One reason for operating as a holding company with separate domestic corporations is because of potential liability issues such as in operating facilities which have high potential liabilities in the event of accident or failure. Thus only the assets of the particular corporation in the particular state are at risk in the event of a lawsuit, as opposed to the assets of the entire corporate entity. In some cases, because of ownership rules, the laws of a jurisdiction may require separate businesses to be operated by subsidiaries in order to protect the business of the subsidiary from the operations of the parent.
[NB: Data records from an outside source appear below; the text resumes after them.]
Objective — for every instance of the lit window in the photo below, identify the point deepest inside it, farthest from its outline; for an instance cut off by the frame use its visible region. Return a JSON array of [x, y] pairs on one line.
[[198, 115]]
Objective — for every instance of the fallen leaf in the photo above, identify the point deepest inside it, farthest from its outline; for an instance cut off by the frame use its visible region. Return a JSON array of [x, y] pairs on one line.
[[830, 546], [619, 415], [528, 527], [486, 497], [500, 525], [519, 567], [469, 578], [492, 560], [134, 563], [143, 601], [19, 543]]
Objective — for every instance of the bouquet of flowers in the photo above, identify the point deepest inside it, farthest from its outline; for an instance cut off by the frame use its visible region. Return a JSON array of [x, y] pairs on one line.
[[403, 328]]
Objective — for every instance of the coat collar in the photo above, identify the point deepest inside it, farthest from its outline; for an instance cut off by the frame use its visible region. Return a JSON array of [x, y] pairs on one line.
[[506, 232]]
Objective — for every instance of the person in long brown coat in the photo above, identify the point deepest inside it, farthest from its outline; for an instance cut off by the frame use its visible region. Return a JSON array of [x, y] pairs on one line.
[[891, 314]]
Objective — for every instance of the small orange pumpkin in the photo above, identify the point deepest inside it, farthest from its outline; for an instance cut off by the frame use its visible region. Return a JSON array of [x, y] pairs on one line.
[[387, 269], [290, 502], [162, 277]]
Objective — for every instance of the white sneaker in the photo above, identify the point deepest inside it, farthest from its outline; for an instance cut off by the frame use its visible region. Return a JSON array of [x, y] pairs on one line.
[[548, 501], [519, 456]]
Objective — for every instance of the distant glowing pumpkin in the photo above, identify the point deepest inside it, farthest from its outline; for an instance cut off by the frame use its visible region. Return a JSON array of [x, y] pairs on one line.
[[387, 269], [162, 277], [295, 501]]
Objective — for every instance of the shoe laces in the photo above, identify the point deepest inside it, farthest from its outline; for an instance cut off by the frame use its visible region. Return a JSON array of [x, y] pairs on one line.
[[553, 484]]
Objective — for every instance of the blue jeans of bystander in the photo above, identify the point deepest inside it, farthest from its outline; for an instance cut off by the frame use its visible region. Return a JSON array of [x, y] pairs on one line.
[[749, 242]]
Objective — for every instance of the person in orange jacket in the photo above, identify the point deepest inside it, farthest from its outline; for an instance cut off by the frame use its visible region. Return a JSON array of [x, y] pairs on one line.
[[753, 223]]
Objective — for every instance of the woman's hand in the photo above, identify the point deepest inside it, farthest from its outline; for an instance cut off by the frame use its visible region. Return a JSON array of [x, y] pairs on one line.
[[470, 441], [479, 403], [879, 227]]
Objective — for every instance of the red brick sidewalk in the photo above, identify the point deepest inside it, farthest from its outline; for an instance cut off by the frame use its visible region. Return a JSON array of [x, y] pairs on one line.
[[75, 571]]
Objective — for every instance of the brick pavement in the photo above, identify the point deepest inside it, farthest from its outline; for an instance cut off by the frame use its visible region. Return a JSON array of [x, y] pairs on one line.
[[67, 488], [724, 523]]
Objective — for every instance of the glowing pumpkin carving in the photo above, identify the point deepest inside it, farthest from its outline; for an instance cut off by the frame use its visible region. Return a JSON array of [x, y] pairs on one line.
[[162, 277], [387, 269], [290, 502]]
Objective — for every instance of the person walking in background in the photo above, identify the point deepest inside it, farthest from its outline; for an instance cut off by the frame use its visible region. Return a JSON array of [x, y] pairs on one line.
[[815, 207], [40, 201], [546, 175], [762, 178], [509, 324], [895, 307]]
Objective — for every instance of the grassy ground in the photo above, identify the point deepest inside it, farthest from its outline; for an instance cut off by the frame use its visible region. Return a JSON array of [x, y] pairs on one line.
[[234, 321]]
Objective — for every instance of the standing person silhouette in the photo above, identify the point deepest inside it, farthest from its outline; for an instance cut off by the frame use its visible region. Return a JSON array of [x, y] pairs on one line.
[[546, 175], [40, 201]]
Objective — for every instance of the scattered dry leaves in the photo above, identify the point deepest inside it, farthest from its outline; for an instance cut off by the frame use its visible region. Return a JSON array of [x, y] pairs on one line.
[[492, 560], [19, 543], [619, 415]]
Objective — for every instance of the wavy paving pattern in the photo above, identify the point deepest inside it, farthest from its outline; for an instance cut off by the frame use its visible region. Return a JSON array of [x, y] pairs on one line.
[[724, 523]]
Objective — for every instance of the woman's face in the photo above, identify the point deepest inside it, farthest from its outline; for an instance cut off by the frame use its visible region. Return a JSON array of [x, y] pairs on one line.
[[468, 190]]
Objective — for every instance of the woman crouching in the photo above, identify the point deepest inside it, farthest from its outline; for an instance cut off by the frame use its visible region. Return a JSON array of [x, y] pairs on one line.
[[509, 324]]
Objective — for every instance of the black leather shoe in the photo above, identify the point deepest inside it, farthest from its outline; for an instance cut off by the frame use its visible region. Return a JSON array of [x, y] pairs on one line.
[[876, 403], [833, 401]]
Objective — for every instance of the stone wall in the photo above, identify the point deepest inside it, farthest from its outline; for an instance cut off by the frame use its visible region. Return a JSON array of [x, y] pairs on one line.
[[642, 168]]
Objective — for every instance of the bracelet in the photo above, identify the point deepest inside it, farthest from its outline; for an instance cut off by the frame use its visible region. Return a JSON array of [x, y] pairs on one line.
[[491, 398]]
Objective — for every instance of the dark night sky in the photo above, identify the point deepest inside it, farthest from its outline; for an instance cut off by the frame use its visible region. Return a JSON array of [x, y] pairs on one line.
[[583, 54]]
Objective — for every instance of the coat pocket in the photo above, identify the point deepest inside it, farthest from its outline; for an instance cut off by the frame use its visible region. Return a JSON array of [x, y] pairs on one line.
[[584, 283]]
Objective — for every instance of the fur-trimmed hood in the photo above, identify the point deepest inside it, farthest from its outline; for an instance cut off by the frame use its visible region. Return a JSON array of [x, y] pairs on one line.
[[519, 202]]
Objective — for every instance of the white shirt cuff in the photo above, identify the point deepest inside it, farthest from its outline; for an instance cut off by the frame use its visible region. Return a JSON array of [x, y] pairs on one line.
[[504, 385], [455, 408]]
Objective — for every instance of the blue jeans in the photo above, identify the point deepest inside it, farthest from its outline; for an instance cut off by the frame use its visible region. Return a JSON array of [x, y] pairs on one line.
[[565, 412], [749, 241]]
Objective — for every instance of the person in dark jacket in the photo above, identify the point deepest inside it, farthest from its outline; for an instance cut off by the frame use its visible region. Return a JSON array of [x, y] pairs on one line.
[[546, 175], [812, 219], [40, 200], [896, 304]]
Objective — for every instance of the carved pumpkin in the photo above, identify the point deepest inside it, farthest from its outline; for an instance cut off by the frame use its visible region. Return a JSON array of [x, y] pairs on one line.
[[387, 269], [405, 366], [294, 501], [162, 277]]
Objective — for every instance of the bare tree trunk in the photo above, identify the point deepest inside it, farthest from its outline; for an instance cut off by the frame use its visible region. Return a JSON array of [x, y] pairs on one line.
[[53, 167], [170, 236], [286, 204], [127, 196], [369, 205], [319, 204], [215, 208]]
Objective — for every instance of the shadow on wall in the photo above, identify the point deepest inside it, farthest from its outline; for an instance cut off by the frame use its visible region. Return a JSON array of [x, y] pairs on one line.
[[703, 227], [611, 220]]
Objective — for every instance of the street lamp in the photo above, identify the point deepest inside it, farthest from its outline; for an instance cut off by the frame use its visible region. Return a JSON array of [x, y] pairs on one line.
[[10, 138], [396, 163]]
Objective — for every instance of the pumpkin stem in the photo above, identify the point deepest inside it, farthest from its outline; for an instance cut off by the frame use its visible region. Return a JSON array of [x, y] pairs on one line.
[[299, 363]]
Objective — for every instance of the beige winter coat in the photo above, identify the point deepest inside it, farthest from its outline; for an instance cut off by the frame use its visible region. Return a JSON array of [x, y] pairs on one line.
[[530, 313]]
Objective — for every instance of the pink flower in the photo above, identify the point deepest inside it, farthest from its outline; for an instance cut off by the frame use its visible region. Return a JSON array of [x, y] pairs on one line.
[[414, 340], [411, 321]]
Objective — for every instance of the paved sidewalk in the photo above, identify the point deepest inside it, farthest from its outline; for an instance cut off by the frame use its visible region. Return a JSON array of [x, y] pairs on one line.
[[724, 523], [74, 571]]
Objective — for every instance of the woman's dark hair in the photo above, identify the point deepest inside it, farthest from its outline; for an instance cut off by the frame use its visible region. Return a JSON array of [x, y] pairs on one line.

This is most prevalent in the case of subsidiaries which are banks or public utilities such as electric power companies.
An issue that occurred during the 1990s for some larger companies involved tax treaties which allowed a corporation to change its jurisdiction as a domestic corporation from a U.S. State to Bermuda, allowing it to save huge amounts of tax payments. Some corporations took advantage of this provision, while others did not because of concerns by stockholders as to whether it would be to their advantage to allow the corporation to move its nominal home jurisdiction.